Barristers give specialist legal advice and represent people in court. In some countries, there is no separation between this and the Solicitor role.Job Category:
What you will do:
You’ll either be self-employed and work from chambers in private practice, or be employed by one organisation like the Government Legal Service, Crown Prosecution Service, armed forces or a human rights organisation.
You’ll spend most of your time preparing for cases and presenting in court. Your work will focus on one particular area, like criminal or family law.
Your day-to-day duties could include:
- having meetings with clients and taking on cases (briefs)
- researching the law relating to previous similar cases
- reading witness statements and reports
- offering advice and providing written legal opinion
- negotiating settlements out of court
- preparing legal arguments and getting briefs ready for court
- cross-examining witnesses and presenting the case to the judge and jury
- summing up the case
Note that in the UK, the preparatory legal paperwork is done mostly by Solicitors. In some other countries, like the US for example, there is no distinction between Solicitors and Barristers, just one role of Lawyer.
- legal knowledge including court procedures and government regulations
- to be able to use a computer and the main software packages competently
As well as:
- excellent verbal communication skills
- active listening skills
- analytical thinking skills
- to be thorough and pay attention to detail
- the ability to think clearly using logic and reasoning
- the ability to accept criticism and work well under pressure
- persuading skills, driven
You’ll need an approved law degree, or a degree in another subject followed by the Graduate Diploma in Law (GDL) / Common Professional Examination (CPE).
Requirements vary between counties. However in the UK, many law degrees require applicants to have 3 good A-Level passes, ideally including a humanity or essay-based subject. An A-Level in Law, Politics, History or English might be particularly advantageous.
Aim for at least a 2:2 in your undegraduate degree (although ideally you’ll want a 2:1 or 1:1). After your Law degree, GDL or CPE, you’ll then need to pass the Bar Course Aptitude Test (BCAT) before applying for the Bar Professional Training Course (BPTC).
Following this, you’ll need to complete practical training called ‘pupillage’.

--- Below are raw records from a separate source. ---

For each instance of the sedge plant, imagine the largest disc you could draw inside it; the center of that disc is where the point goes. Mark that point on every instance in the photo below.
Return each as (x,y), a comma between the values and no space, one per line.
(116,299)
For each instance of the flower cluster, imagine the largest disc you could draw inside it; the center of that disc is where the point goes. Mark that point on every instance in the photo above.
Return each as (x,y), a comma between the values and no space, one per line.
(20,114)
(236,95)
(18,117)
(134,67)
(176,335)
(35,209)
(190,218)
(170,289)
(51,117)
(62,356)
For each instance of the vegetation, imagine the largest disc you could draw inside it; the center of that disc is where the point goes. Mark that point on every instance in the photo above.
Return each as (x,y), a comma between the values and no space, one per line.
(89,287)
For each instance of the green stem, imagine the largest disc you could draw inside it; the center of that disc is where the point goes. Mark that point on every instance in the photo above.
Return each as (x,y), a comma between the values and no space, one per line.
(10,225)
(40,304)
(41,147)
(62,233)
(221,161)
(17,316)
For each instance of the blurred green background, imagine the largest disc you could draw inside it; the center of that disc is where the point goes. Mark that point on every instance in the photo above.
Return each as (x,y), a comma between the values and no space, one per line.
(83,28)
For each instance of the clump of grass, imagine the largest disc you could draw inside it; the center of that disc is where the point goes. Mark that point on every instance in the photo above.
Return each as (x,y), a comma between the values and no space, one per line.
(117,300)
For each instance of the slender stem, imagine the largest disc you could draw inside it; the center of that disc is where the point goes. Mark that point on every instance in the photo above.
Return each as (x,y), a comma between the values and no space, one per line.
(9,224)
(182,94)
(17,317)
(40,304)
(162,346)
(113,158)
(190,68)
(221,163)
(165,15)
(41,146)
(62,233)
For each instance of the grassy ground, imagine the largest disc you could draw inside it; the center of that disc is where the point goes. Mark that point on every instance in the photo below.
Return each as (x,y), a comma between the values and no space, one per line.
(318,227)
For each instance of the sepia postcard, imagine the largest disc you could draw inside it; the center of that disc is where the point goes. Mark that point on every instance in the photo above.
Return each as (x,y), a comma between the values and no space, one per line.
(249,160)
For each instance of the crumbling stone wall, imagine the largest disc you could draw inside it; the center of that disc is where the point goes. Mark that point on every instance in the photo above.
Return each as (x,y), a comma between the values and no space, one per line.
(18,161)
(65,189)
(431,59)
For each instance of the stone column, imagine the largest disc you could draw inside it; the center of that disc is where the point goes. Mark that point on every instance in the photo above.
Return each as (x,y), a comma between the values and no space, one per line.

The Bar Council and the Bar Standards Board have more information on becoming a barrister.
Working Hours and Environment:
You’ll often work more than the standard 40 hour week, as long hours are common. You may travel to courts every day, particularly if you’re involved in criminal or family law.
If you’re self-employed, you’ll share chambers with other barristers. You’ll divide your time between chambers and court.
If you’re an employed barrister, you’ll be office-based with occasional travel to meetings, court or tribunals.
In court, in the UK, you’ll wear a wig and gown. Outside of court, you’ll be expected to dress in smart business clothes.
Career Path & Progression:
Once qualified, you could start off working as a court legal adviser. These are trained legal professionals who help magistrates make legal decisions. After a few years of doing this, you could move into private practice as a barrister.
With experience you could find employment with firms supplying legal services in commerce, finance or industry. You could lead a team or move into general management.
You could become a coroner. This is a legal professional who looks into deaths from unnatural or unknown causes, or those that have happened suddenly or in prison or police custody.
In the UK, you could also apply to become a King’s Counsel (KC) or a judge.